Machine Learning — Fundamentals (Level 3)
A conceptual introduction to Machine Learning (ML) core ideas.
What is Machine Learning?
Machine Learning is a subfield of AI where systems learn patterns from data rather than being explicitly programmed for each case. The goal is to make predictions or discover structure.
Common problem types
- Supervised learning: learn from labelled examples (e.g., spam vs not-spam).
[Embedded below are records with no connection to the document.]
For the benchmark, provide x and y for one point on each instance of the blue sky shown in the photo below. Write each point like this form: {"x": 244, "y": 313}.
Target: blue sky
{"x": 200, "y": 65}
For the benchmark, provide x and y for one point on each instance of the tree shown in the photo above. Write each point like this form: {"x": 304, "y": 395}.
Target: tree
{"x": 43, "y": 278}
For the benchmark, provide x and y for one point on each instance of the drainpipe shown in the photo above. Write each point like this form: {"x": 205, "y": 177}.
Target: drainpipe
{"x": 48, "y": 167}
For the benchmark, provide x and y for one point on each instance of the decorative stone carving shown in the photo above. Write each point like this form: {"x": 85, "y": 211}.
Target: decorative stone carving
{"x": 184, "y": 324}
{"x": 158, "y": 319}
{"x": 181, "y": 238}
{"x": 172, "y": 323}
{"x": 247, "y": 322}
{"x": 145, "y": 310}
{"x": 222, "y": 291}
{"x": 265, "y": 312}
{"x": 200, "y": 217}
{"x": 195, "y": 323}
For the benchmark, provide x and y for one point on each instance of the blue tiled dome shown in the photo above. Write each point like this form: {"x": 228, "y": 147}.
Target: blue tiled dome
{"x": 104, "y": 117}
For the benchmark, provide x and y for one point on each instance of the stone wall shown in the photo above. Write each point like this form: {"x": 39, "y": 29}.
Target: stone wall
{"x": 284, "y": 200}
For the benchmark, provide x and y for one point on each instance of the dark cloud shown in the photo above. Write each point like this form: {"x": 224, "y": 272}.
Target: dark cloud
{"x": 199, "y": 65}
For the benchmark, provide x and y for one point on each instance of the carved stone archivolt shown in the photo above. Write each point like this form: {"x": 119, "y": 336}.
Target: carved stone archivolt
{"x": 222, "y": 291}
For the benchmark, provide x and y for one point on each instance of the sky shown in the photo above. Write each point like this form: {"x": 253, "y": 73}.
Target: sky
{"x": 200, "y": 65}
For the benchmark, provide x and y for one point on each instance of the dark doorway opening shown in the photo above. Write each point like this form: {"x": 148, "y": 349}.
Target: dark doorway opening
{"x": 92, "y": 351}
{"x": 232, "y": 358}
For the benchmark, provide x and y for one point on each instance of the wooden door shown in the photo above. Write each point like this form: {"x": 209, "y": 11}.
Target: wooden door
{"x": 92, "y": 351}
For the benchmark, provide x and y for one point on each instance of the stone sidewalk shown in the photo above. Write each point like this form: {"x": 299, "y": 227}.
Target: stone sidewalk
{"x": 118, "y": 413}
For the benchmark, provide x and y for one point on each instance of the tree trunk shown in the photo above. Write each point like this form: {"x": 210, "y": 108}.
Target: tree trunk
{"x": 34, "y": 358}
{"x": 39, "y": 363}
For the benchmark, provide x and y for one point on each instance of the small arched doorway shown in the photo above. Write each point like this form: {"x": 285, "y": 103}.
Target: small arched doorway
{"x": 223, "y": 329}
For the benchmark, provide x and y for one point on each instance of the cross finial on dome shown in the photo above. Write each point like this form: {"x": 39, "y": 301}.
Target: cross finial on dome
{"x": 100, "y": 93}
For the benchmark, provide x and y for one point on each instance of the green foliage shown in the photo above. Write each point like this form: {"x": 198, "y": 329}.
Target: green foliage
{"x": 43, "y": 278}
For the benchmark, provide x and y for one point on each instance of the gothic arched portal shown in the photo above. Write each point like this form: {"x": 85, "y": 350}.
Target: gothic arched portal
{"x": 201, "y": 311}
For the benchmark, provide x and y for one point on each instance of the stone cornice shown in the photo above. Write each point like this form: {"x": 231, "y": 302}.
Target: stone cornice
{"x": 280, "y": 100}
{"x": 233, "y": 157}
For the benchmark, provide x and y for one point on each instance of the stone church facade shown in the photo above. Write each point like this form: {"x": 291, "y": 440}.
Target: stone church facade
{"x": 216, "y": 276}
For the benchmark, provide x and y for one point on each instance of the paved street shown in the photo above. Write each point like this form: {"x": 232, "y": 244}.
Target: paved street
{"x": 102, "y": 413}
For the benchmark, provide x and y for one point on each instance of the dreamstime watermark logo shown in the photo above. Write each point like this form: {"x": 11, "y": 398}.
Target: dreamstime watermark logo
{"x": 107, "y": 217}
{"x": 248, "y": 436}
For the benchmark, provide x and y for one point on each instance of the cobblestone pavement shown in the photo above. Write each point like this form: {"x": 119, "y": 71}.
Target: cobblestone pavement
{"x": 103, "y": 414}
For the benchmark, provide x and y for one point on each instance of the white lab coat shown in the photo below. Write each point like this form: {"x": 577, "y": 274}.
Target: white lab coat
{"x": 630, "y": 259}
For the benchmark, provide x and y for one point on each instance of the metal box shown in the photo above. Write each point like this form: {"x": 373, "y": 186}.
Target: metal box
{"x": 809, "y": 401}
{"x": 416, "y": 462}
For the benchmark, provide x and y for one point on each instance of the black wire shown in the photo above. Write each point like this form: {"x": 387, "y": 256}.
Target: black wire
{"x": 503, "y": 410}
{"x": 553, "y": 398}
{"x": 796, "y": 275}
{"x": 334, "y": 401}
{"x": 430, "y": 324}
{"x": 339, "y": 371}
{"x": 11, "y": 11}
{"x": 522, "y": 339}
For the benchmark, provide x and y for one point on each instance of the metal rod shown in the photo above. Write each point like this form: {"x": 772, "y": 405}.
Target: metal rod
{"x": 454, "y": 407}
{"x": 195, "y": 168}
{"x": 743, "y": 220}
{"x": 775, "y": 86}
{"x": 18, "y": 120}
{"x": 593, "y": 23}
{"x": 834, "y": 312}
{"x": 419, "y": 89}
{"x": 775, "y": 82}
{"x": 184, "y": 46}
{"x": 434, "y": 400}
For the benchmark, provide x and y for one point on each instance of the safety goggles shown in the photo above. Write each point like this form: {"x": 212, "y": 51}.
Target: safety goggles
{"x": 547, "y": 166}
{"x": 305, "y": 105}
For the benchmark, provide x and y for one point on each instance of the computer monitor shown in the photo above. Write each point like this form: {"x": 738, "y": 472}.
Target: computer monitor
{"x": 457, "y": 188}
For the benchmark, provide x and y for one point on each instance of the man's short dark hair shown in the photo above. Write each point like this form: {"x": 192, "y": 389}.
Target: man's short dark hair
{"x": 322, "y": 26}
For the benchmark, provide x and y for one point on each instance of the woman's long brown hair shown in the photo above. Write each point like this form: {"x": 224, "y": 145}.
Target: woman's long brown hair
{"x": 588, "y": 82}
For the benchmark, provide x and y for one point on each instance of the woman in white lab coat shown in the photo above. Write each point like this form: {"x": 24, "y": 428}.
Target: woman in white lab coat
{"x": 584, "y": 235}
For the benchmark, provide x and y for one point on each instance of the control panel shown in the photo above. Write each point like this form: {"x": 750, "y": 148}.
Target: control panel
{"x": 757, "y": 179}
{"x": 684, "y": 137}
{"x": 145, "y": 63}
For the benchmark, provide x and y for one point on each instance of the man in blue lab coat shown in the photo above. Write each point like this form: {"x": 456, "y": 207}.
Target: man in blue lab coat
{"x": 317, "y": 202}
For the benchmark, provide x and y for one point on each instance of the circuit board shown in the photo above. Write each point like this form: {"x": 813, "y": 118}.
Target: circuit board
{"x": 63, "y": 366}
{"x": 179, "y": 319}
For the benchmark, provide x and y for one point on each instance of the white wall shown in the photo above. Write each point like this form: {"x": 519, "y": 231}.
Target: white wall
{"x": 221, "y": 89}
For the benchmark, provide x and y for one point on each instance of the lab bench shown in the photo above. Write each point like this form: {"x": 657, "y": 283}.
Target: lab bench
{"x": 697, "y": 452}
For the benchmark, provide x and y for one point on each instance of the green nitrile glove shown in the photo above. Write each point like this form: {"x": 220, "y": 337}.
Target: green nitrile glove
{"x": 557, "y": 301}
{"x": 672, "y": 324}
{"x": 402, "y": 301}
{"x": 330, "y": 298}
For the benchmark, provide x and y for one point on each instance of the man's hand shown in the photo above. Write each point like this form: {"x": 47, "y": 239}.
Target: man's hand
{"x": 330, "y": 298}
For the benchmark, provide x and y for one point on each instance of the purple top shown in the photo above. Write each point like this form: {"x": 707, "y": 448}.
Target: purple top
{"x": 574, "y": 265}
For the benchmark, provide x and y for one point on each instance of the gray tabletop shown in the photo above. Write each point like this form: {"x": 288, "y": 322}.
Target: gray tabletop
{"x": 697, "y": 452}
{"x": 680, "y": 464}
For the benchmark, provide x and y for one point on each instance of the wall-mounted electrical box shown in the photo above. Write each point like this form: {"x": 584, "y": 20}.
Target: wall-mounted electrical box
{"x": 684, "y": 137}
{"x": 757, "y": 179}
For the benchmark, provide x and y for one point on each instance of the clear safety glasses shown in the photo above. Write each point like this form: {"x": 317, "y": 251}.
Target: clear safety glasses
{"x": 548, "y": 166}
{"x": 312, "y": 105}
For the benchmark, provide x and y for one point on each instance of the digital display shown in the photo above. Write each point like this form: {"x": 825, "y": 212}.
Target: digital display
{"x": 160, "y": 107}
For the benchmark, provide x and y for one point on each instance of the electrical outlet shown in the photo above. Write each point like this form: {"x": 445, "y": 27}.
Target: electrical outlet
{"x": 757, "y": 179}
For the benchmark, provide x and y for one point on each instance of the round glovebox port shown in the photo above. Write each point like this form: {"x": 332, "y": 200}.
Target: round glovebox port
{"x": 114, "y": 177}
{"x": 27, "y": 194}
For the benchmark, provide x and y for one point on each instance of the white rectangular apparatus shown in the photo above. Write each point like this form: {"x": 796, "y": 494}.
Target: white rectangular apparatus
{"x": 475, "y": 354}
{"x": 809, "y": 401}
Output: labels or values.
- Unsupervised learning: find structure in unlabelled data (e.g., clustering customers).
- Reinforcement learning: an agent learns by interacting with an environment and receiving rewards.
Typical pipeline (high-level)
- Collect data
- Clean and pre-process data
- Choose a model/algorithm
- Train the model on data
- Evaluate performance on held-out data
- Deploy and monitor
Simple example (intuition)
Predicting house price: model looks for links between features (size, location) and price from past sales, then uses that to estimate new house prices.
Datasets and features
- Features are the inputs (age, pixels, temperature).
- Labels are the outputs we want to predict (class, price).
Short practical exercise
- Use an online ML demo (scikit-learn or Google Teachable Machine) and try training a small classifier. Note accuracy on training vs test set and explain why they differ.